A CONSERVATIVE MP has demanded changes to the law on food labelling, claiming it is the nation’s right to eat plain British bangers “stuffed full of bread” instead of garlic filled foreign sausages.

Jacob Rees-Mogg told the House of Commons yesterday that when he is back in his North East Somerset constituency he wants to know that his meat really is from “God’s own county”.

Food is often stamped “produced in Britain” but the meat contained in products such as pork pies or ready meals could be from overseas and simply assembled in this country, a practice Mr Rees-Mogg wants stopped.

His demands also extended to protecting Yorkshire puddings, which he said the “continentals” would have “no clue” how to make.

Mr Rees-Mogg told MPs he would “not like a German sausage at all – they are much too spicy and flavoured for my taste”.

He said: “We want our right to eat our sausages stuffed full of bread and things like that, because when they are, they taste nice. We do not want all this garlic and stuff that we get in foreign sausages.

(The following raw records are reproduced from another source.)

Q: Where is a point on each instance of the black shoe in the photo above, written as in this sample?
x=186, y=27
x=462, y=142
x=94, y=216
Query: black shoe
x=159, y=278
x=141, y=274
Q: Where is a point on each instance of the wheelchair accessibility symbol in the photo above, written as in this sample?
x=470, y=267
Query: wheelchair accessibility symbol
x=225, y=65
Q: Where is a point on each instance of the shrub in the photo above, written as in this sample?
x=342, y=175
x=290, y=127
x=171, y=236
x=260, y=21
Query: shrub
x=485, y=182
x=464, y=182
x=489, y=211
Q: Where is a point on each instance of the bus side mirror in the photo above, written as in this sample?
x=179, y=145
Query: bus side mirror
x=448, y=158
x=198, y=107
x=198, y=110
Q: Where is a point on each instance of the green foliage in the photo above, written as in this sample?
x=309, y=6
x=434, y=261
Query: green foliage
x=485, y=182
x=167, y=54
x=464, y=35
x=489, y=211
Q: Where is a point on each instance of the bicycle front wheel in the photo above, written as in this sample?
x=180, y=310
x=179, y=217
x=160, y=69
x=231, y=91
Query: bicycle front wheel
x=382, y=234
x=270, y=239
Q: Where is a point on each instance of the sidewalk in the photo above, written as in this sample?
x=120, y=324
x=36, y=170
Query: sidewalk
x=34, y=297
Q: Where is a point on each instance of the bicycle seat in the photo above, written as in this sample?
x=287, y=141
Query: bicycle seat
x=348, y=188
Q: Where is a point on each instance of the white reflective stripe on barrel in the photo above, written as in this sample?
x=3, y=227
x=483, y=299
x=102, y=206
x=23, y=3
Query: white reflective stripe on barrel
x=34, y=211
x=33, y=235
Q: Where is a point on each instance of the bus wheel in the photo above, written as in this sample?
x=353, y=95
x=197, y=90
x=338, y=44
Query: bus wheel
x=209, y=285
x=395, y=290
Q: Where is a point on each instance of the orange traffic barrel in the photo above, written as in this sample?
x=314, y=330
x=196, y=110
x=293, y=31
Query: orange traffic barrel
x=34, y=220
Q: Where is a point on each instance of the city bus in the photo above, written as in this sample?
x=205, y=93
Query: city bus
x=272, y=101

“We really need to know that information, so that we can get the food that we want, like and love – ideally the food from Somerset, where the grass is of particularly high quality.

“Those who understand the digestion of cattle will realise that if the grass has the right flavour, and the water that falls is the best-quality rain, only to be found in Somerset, the meat and its marbling develops in a particular way.

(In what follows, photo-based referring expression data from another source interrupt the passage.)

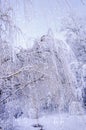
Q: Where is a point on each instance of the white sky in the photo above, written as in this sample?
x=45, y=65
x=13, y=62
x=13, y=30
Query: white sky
x=42, y=15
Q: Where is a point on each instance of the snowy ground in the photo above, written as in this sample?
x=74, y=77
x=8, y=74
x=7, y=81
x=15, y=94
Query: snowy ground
x=53, y=122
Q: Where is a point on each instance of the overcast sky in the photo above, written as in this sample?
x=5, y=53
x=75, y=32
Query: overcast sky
x=44, y=14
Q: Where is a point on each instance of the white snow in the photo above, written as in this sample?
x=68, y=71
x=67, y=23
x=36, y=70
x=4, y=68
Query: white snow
x=54, y=122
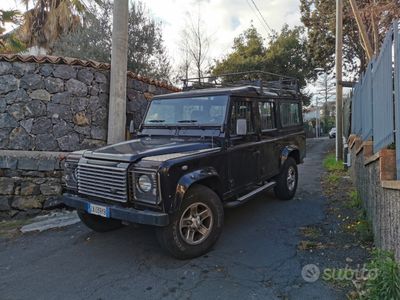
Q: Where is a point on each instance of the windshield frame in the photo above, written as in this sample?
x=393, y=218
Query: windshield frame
x=177, y=125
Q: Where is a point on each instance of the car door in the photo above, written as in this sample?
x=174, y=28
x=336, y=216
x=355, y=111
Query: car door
x=269, y=160
x=243, y=152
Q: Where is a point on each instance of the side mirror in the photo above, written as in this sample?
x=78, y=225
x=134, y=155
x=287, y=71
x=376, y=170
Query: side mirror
x=241, y=127
x=132, y=127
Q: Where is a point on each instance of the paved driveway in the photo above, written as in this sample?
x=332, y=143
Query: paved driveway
x=256, y=257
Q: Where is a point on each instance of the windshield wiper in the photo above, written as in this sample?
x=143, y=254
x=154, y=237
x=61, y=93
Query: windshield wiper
x=187, y=121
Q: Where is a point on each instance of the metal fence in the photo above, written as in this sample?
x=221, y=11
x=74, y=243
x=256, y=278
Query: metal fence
x=376, y=98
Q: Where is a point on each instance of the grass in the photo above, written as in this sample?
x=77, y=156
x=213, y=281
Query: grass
x=386, y=283
x=310, y=232
x=380, y=280
x=331, y=165
x=354, y=200
x=10, y=228
x=333, y=178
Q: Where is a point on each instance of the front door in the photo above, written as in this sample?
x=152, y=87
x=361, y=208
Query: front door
x=243, y=152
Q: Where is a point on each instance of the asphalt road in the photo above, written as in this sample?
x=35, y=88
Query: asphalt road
x=255, y=258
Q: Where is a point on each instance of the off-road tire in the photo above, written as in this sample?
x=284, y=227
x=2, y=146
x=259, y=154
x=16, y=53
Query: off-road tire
x=98, y=223
x=170, y=237
x=282, y=190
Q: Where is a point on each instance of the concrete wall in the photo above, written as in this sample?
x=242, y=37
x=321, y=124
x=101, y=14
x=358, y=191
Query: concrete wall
x=46, y=111
x=380, y=194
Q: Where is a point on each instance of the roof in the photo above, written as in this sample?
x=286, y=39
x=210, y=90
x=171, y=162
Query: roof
x=84, y=63
x=242, y=90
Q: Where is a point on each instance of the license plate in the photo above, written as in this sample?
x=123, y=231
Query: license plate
x=98, y=210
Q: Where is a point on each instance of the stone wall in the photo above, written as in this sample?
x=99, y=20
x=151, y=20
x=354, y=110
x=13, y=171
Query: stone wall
x=29, y=182
x=381, y=197
x=47, y=109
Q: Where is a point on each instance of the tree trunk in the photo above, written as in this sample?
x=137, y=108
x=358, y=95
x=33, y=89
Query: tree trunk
x=119, y=57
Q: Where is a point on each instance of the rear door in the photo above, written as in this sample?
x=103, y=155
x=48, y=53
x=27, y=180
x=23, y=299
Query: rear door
x=269, y=160
x=243, y=151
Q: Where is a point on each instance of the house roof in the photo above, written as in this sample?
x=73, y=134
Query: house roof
x=84, y=63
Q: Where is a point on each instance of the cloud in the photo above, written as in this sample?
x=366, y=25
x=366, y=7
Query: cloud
x=223, y=19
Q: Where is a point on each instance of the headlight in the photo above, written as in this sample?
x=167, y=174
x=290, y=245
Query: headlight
x=144, y=183
x=146, y=186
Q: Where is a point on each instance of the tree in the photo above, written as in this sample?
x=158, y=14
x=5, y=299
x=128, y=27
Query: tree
x=9, y=43
x=195, y=44
x=285, y=54
x=319, y=17
x=48, y=19
x=248, y=53
x=92, y=40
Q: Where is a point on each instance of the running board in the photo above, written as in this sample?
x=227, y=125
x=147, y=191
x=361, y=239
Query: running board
x=247, y=197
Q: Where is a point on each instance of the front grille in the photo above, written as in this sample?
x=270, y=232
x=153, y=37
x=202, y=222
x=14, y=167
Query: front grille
x=103, y=181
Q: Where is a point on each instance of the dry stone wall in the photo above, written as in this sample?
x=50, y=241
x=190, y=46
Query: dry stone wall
x=47, y=110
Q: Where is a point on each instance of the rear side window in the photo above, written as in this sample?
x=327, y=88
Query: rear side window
x=290, y=114
x=242, y=110
x=267, y=115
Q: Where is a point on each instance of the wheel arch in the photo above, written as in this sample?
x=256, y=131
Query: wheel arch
x=208, y=177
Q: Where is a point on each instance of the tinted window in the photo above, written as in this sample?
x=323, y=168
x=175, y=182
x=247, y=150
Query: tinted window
x=242, y=110
x=197, y=110
x=267, y=115
x=290, y=114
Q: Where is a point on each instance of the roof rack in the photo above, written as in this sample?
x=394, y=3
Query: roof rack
x=266, y=82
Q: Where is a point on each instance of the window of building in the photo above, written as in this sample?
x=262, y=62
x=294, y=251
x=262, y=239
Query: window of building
x=290, y=114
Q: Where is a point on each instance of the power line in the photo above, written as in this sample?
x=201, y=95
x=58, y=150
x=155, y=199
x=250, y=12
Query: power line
x=258, y=17
x=262, y=17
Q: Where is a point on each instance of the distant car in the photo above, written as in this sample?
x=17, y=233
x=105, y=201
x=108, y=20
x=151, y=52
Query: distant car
x=332, y=133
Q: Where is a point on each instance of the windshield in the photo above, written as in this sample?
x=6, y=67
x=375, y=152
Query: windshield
x=207, y=110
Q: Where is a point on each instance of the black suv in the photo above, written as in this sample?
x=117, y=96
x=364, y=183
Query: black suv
x=196, y=152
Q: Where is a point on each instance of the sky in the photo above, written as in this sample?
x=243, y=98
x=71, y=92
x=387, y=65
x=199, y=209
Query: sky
x=223, y=19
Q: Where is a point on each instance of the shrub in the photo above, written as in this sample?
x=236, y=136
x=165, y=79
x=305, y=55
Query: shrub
x=386, y=284
x=332, y=165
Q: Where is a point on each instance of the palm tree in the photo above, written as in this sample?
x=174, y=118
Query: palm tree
x=9, y=43
x=48, y=19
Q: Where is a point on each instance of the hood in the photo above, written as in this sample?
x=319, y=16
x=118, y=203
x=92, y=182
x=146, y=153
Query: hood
x=134, y=150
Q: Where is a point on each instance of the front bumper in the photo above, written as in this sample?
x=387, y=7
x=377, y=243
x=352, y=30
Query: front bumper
x=120, y=213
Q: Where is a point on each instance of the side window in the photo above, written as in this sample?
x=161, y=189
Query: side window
x=242, y=110
x=290, y=114
x=267, y=115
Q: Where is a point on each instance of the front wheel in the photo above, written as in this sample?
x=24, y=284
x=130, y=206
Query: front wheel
x=286, y=183
x=98, y=223
x=195, y=228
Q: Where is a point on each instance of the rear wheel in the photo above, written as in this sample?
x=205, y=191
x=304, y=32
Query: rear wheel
x=98, y=223
x=286, y=183
x=195, y=228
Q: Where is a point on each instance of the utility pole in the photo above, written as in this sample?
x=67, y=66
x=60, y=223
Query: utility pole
x=363, y=30
x=119, y=58
x=339, y=87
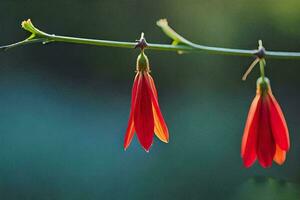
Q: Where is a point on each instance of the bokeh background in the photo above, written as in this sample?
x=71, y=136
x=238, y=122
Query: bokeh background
x=64, y=107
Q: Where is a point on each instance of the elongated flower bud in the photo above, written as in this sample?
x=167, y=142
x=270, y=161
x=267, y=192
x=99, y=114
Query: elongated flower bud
x=145, y=116
x=266, y=136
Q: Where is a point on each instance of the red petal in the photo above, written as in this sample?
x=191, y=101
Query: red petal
x=279, y=156
x=265, y=142
x=143, y=114
x=160, y=127
x=130, y=128
x=248, y=149
x=278, y=124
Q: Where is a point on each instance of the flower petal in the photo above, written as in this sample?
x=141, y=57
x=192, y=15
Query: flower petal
x=248, y=149
x=280, y=155
x=160, y=127
x=143, y=114
x=130, y=127
x=278, y=124
x=265, y=141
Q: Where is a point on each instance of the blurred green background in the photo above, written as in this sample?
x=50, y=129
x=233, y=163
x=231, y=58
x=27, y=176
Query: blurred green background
x=64, y=107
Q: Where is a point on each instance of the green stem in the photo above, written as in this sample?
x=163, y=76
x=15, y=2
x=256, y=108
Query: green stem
x=262, y=64
x=180, y=44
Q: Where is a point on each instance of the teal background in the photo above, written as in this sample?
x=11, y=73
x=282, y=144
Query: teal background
x=64, y=107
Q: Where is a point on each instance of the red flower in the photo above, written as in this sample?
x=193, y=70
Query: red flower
x=145, y=116
x=266, y=135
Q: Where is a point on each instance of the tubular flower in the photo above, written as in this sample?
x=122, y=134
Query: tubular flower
x=266, y=136
x=145, y=116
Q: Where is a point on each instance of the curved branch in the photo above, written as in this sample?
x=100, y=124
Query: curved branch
x=179, y=44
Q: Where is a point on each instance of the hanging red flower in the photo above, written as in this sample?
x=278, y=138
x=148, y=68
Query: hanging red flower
x=266, y=136
x=145, y=116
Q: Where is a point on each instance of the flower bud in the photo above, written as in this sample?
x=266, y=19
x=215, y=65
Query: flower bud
x=142, y=63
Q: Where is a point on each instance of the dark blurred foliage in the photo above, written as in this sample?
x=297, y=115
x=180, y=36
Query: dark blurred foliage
x=64, y=107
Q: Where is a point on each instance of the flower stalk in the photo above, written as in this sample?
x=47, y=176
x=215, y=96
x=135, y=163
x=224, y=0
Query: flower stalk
x=179, y=44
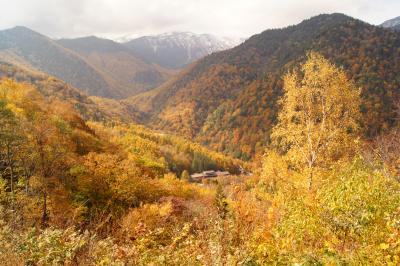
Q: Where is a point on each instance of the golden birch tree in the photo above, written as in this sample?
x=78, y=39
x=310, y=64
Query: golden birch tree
x=317, y=124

“When one looks at a piece of meat in a farm shop, like the farm shop that I used to live next door to, it has a quality that makes one look forward to one’s Sunday lunch with some Yorkshire pudding – I know that is not meat, but it would be most upsetting to think that one’s Yorkshire pudding came from the continentals.

“I am sure that they have no clue how to make it.”

The Tory MP, elected last May, also called for canine products to also be more clearly labelled “so that the great dogs of England, Scotland, Wales and Northern Ireland do not mistakenly consume foreign-produced dog food”.

During the Commons debate Mr Rees-Mogg also said he had discussed whether Christians could eat halal meat – from animals slaughtered by a single cut to the throat in accordance with Islamic law – with the Bishop of Bath and Wells, the Right Reverend Peter Price.

The issue was raised with him by Canon John Baker, of Midsomer Norton, who feared it would be in breach of a Christian’s obligations, as set out in the Acts of the Apostles, to eat food blessed in honour of gods.

Mr Rees-Mogg said: “Members will be reassured to know, when they buy their meat, that whether it is halal or not, labelled or not, it is still perfectly legitimate to eat.”

Environment minister Richard Benyon said the Government was working with Europe to change labelling rules.